The chromosome-scale reference genome of Rubus chingii Hu provides insight into the biosynthetic pathway of hydrolyzable tannins

Rubus chingii Hu (Fu-Pen-Zi), a perennial woody plant in the Rosaceae family, is a characteristic traditional Chinese medicinal plant because of its unique pharmacological effects. There are abundant hydrolyzable tannin (HT) components in R. chingii that provide health benefits. Here, an R. chingii chromosome-scale genome and related functional analysis provide insights into the biosynthetic pathway of HTs.
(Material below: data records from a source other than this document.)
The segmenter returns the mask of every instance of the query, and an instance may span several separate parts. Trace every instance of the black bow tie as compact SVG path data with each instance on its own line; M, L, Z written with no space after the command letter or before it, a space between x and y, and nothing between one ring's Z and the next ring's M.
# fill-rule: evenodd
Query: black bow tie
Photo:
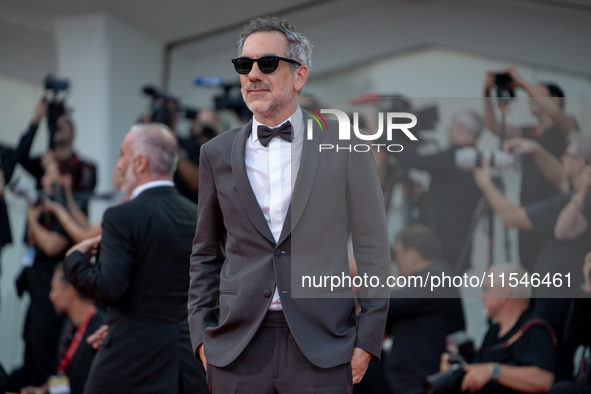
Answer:
M275 127L274 129L260 125L257 127L257 135L259 137L259 141L261 145L264 147L269 146L269 142L273 137L279 136L283 140L287 142L291 142L291 122L287 121L283 123L279 127Z

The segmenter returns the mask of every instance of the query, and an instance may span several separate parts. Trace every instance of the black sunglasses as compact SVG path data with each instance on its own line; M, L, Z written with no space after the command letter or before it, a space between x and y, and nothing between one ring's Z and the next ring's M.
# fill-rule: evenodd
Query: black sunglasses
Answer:
M236 59L232 59L232 63L234 63L234 68L238 74L247 75L250 70L252 70L252 65L254 62L257 62L259 70L261 70L262 73L271 74L273 71L277 70L277 67L279 67L279 60L301 66L300 62L296 60L280 56L263 56L259 57L258 59L237 57Z

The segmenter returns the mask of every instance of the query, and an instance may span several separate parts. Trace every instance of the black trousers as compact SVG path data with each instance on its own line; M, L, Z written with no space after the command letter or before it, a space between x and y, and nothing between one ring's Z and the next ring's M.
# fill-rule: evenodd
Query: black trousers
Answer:
M212 394L350 394L351 364L320 368L294 340L281 311L269 311L242 354L227 367L207 366Z

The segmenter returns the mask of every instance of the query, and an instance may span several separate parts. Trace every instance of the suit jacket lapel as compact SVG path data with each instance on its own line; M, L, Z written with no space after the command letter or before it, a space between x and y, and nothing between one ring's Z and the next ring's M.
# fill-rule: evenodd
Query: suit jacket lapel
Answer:
M291 202L287 210L285 222L281 229L281 235L279 236L279 242L281 243L291 234L299 220L304 213L306 204L308 203L308 197L312 191L312 185L316 179L316 170L318 168L318 161L320 159L320 127L315 122L313 123L313 139L308 140L307 123L308 119L312 119L310 116L303 111L304 114L304 142L302 144L302 157L300 160L300 168L297 171L297 178L291 193ZM292 175L293 176L293 175Z
M238 132L234 143L232 144L232 174L234 176L234 182L236 183L236 191L242 207L246 211L246 215L250 221L254 224L257 230L270 242L275 244L275 238L271 233L271 229L267 224L265 215L261 211L259 202L257 201L252 186L248 180L246 173L245 152L246 152L246 140L250 136L252 131L252 120L246 124Z

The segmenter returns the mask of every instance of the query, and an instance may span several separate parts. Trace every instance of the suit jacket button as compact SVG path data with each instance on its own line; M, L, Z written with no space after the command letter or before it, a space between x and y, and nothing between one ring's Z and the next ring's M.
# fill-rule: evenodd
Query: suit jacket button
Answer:
M271 297L271 290L267 289L267 290L263 291L263 295L267 298Z
M275 256L281 256L281 249L275 249Z

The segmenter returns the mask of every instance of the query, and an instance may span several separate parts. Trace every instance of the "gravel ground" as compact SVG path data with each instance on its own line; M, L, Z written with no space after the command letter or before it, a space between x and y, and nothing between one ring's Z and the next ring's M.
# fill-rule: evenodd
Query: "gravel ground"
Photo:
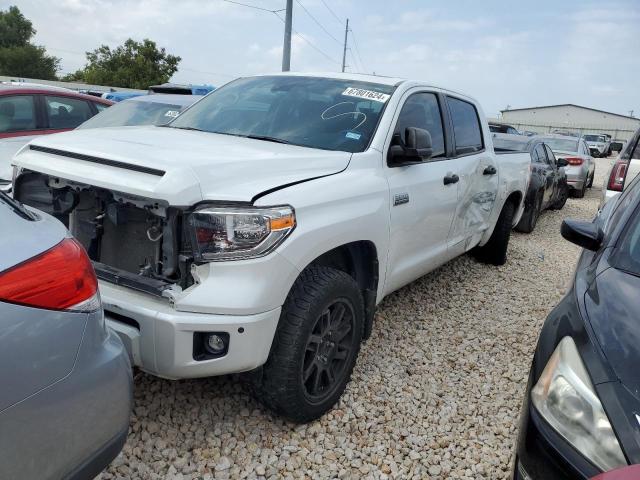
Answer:
M507 478L538 331L579 248L565 217L591 219L594 188L512 236L509 260L458 258L387 297L338 406L292 425L236 377L135 377L131 431L98 478Z

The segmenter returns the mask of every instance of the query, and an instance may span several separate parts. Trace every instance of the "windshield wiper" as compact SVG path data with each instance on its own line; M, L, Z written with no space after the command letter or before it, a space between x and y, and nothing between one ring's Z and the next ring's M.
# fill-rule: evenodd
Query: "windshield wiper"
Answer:
M283 140L281 138L269 137L268 135L240 135L244 138L251 138L252 140L264 140L265 142L284 143L290 145L291 142Z

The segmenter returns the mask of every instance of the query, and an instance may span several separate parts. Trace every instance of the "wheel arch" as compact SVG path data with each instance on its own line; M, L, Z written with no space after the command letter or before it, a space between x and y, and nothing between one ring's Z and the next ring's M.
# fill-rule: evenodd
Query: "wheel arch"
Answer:
M319 265L341 270L353 278L364 300L365 328L364 338L369 338L373 328L378 282L380 280L380 262L378 249L370 240L357 240L338 245L314 258L303 270Z

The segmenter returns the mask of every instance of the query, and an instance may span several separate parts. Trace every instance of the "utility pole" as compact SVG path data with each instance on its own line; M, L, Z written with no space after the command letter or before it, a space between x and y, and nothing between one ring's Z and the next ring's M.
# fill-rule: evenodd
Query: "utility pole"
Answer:
M633 117L633 110L629 110L629 116Z
M349 35L349 19L347 18L347 25L344 27L344 49L342 50L342 72L344 73L345 62L347 61L347 35Z
M293 0L287 0L287 12L284 17L284 45L282 47L282 71L283 72L288 72L289 70L291 70L292 17L293 17Z

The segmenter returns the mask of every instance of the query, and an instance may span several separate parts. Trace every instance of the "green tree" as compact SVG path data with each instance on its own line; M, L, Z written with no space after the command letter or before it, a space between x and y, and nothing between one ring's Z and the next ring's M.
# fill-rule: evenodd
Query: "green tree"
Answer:
M102 45L87 52L87 65L63 80L81 80L94 85L146 89L167 82L178 70L181 58L168 54L156 43L128 39L115 49Z
M60 59L31 43L36 31L18 7L0 10L0 75L55 80Z

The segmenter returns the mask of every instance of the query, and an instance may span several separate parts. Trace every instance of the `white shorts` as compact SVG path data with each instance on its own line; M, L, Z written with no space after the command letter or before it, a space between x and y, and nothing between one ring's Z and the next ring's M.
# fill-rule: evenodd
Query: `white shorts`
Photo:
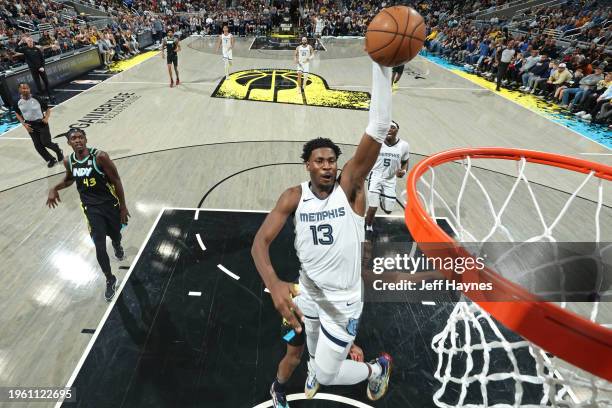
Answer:
M297 72L307 74L310 72L310 62L302 62L297 64Z
M380 205L383 211L391 212L395 208L395 203L395 177L385 179L370 173L370 177L368 177L368 206L378 208Z
M223 59L232 60L232 50L223 50Z
M319 336L318 341L324 339L337 352L342 352L355 340L363 311L361 295L349 301L315 302L302 291L293 301L304 314L307 338L320 330L323 338ZM309 352L314 354L314 350L309 349Z

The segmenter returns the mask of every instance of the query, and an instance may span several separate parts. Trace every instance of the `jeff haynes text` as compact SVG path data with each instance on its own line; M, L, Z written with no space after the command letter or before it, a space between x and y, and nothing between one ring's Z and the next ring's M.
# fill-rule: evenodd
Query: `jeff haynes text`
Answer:
M400 280L399 282L384 282L381 279L375 280L373 283L374 290L458 290L458 291L472 291L472 290L493 290L493 284L491 282L454 282L445 279L438 279L434 281L421 281L413 282L410 280Z

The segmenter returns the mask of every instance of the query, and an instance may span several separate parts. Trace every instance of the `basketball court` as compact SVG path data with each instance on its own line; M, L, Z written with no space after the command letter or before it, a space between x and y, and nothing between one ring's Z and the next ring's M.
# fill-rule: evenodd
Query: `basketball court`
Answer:
M340 144L340 165L352 156L367 125L371 66L362 40L322 39L324 51L311 62L312 78L300 92L292 51L254 49L253 39L237 39L225 80L215 42L182 42L176 88L169 87L165 59L154 55L53 108L52 134L83 128L88 145L115 161L124 184L132 217L123 232L126 260L111 260L122 284L110 304L76 189L60 192L59 208L45 206L63 169L46 168L22 127L0 136L0 386L74 386L77 402L66 407L271 406L268 390L285 346L280 318L250 257L252 239L281 192L306 179L300 162L305 141L323 136ZM407 65L393 95L393 119L410 143L410 167L446 149L474 146L612 164L607 147L421 56ZM56 142L69 151L65 139ZM484 159L474 165L493 204L501 205L516 179L516 163ZM458 165L449 168L446 184L444 175L436 177L450 198L463 173ZM548 221L584 179L549 166L526 167L524 174ZM403 206L405 179L397 188ZM526 237L538 229L529 197L518 191L505 215L507 225ZM381 242L413 241L402 206L377 221ZM478 223L483 206L481 196L466 190L465 225L479 234L486 234ZM593 214L601 208L600 240L612 241L611 206L609 188L600 197L597 183L586 183L557 226L558 239L592 241ZM439 216L449 214L441 209ZM287 278L298 271L292 234L287 225L271 255ZM452 300L366 303L357 343L366 359L385 350L396 363L381 401L368 401L363 384L324 387L319 399L302 400L301 366L288 386L291 406L436 406L431 342ZM600 313L612 321L607 305ZM528 355L518 360L532 369ZM504 365L501 359L492 364ZM445 399L454 406L459 387L448 389ZM508 403L514 388L500 384L488 394L491 405ZM529 385L524 394L526 403L538 404Z

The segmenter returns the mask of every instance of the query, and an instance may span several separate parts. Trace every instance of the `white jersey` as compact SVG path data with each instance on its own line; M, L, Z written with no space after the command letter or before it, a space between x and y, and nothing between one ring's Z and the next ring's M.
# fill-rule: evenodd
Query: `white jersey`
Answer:
M228 35L221 34L221 47L223 48L224 53L229 51L229 49L232 47L232 37L232 33L229 33Z
M295 249L301 288L313 299L353 299L361 292L361 243L364 218L355 214L336 182L324 200L301 184L295 210Z
M409 155L410 145L402 139L398 139L393 146L383 143L371 175L384 179L394 178L395 173L401 168L402 162L408 161Z
M310 45L306 44L306 46L298 45L298 62L300 64L304 64L310 59Z
M323 31L323 19L317 18L317 22L315 23L315 32L317 34L321 34Z

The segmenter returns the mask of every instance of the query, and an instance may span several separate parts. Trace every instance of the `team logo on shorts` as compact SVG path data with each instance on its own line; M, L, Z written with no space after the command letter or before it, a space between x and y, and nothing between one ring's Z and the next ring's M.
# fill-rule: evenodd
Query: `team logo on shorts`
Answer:
M359 319L349 319L348 324L346 325L346 331L351 336L357 336L357 329L359 328Z
M300 90L297 71L292 69L233 72L219 82L212 97L356 110L370 107L369 92L331 89L323 77L312 73Z

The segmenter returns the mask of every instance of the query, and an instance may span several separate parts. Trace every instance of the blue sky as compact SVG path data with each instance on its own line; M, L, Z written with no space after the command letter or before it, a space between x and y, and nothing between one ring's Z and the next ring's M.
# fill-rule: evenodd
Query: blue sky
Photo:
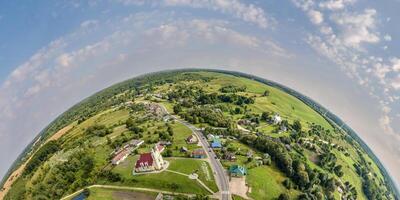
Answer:
M222 68L328 107L400 180L399 1L0 2L0 175L57 115L139 74Z

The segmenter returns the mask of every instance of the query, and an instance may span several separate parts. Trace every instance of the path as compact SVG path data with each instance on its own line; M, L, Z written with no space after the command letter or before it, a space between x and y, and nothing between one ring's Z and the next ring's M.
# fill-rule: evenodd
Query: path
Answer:
M187 193L179 193L179 192L170 192L170 191L164 191L164 190L157 190L157 189L150 189L150 188L139 188L139 187L128 187L128 186L116 186L116 185L91 185L86 188L106 188L106 189L120 189L120 190L135 190L135 191L144 191L144 192L157 192L157 193L163 193L163 194L170 194L170 195L184 195L188 197L195 196L194 194L187 194ZM86 189L84 188L84 189ZM68 199L70 197L76 196L79 193L81 193L84 189L80 189L70 195L67 195L61 200Z
M182 176L187 176L188 178L189 178L189 175L188 174L184 174L184 173L181 173L181 172L177 172L177 171L173 171L173 170L166 170L167 172L171 172L171 173L175 173L175 174L179 174L179 175L182 175ZM204 184L203 183L203 181L201 181L200 179L198 179L198 178L196 178L196 181L198 182L198 183L200 183L200 185L202 185L208 192L210 192L211 194L214 194L214 191L212 191L206 184Z

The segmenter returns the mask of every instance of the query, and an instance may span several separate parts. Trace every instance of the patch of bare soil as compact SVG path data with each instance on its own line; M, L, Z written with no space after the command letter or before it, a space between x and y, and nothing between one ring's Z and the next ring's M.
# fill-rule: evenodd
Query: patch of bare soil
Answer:
M112 196L114 199L121 200L154 200L154 197L151 195L133 191L115 191Z
M250 199L247 196L249 188L246 185L246 177L241 177L241 178L232 177L231 181L229 182L229 189L232 194L236 194L245 199Z

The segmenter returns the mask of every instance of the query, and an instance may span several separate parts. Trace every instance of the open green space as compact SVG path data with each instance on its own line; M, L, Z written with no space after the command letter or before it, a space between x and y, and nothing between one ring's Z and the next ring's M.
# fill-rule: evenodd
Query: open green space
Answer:
M160 173L140 174L134 176L133 169L137 159L137 156L130 156L123 163L116 166L113 169L113 172L120 174L126 181L123 184L111 184L152 188L188 194L208 194L207 190L204 189L196 180L190 180L187 176L175 174L168 171L163 171ZM181 163L179 163L176 167L179 168L180 164ZM175 183L177 185L177 188L174 189L172 183Z
M246 177L246 182L251 187L248 195L254 199L277 199L280 194L286 193L291 199L295 199L299 192L287 190L282 184L285 179L285 175L274 166L250 169Z

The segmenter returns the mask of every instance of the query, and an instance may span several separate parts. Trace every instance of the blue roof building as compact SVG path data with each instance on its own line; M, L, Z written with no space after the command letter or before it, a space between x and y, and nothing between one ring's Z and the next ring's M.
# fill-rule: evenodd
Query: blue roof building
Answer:
M214 138L213 142L211 143L211 148L222 148L221 141L217 138Z
M232 165L229 167L229 173L232 176L246 176L247 175L247 169L240 166L240 165Z

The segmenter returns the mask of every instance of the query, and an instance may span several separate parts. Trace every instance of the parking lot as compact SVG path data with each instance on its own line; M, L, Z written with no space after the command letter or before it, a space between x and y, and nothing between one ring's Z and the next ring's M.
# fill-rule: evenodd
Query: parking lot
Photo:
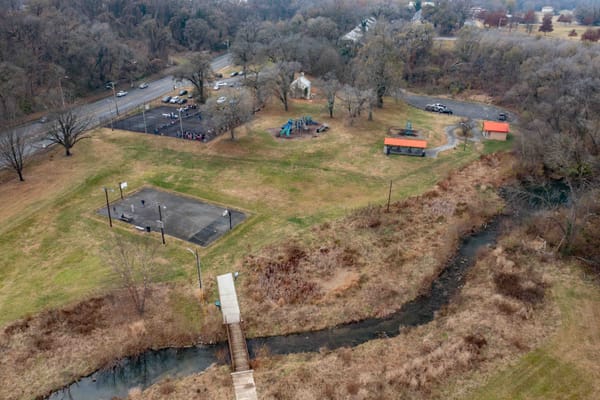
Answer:
M246 219L246 215L237 210L152 188L144 188L123 200L118 192L116 196L111 192L109 199L113 221L160 232L162 220L166 235L200 246L208 246ZM106 207L98 213L108 219Z
M181 112L179 111L181 110ZM108 128L111 127L109 124ZM193 104L164 105L113 122L112 127L133 132L207 142L215 137Z

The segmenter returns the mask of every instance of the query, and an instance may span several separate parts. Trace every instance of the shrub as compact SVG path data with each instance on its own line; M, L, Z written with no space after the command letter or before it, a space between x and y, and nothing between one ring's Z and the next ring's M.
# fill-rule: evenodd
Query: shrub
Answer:
M535 304L544 299L545 288L541 282L523 284L522 278L515 273L497 273L494 275L494 284L498 293L525 303Z

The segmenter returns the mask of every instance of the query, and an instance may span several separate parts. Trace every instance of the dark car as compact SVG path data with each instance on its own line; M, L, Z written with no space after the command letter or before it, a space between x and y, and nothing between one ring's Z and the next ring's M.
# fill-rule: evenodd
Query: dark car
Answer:
M179 100L177 100L177 104L185 104L185 103L187 103L187 99L185 99L183 97L181 97L181 98L179 98Z
M187 90L185 90L185 89L181 89L181 90L179 91L179 95L180 95L180 96L185 96L186 94L188 94L188 91L187 91Z
M506 113L498 114L498 121L506 121L508 119L508 115Z
M449 108L448 108L448 107L446 107L446 106L439 107L439 108L438 108L438 112L439 112L439 113L441 113L441 114L450 114L450 115L452 115L452 110L451 110L451 109L449 109Z
M168 103L168 102L170 102L170 101L171 101L171 96L165 96L165 97L163 97L163 98L162 98L162 100L161 100L161 101L162 101L163 103Z

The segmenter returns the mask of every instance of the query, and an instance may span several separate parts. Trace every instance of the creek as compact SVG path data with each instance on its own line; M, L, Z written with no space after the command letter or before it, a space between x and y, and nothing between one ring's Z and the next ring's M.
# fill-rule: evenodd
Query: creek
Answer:
M268 354L275 355L316 352L321 348L333 350L352 347L377 338L393 337L400 334L403 328L432 321L435 312L448 304L452 295L462 286L463 277L478 251L495 243L500 220L496 218L484 226L483 230L465 237L454 257L432 282L430 289L405 303L394 314L318 331L249 339L250 357L254 357L262 348ZM212 364L221 362L217 353L226 352L226 349L227 345L221 343L150 350L136 357L124 358L113 368L96 371L52 393L49 399L110 400L116 396L126 397L130 388L147 388L166 377L180 378L204 371Z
In total, sequence data of 231.21 Mb (155 scaffolds with an N50 of 8.2 Mb) were assembled into seven chromosomes with an average length of 31.4 Mb, and 33 130 protein-coding genes were predicted, 89.28% of which were functionally annotated. Evolutionary analysis showed that R. chingii was most closely related to Rubus occidentalis, from which it was predicted to have diverged 22.46 million years ago (Table S8). Comparative genomic analysis showed that there was a tandem gene cluster of UGT, carboxylesterase (CXE) and SCPL genes on chromosome 02 of R. chingii, including 11 CXE, eight UGT, and six SCPL genes, which may be critical for the synthesis of HTs. In vitro enzyme assays indicated that the proteins encoded by the CXE (LG02.4273) and UGT (LG02.4102) genes have tannin hydrolase and gallic acid glycosyltransferase functions, respectively. The genomic sequence of R. chingii will be a valuable resource for comparative genomic analysis within the Rosaceae family and will be useful for understanding the biosynthesis of HTs.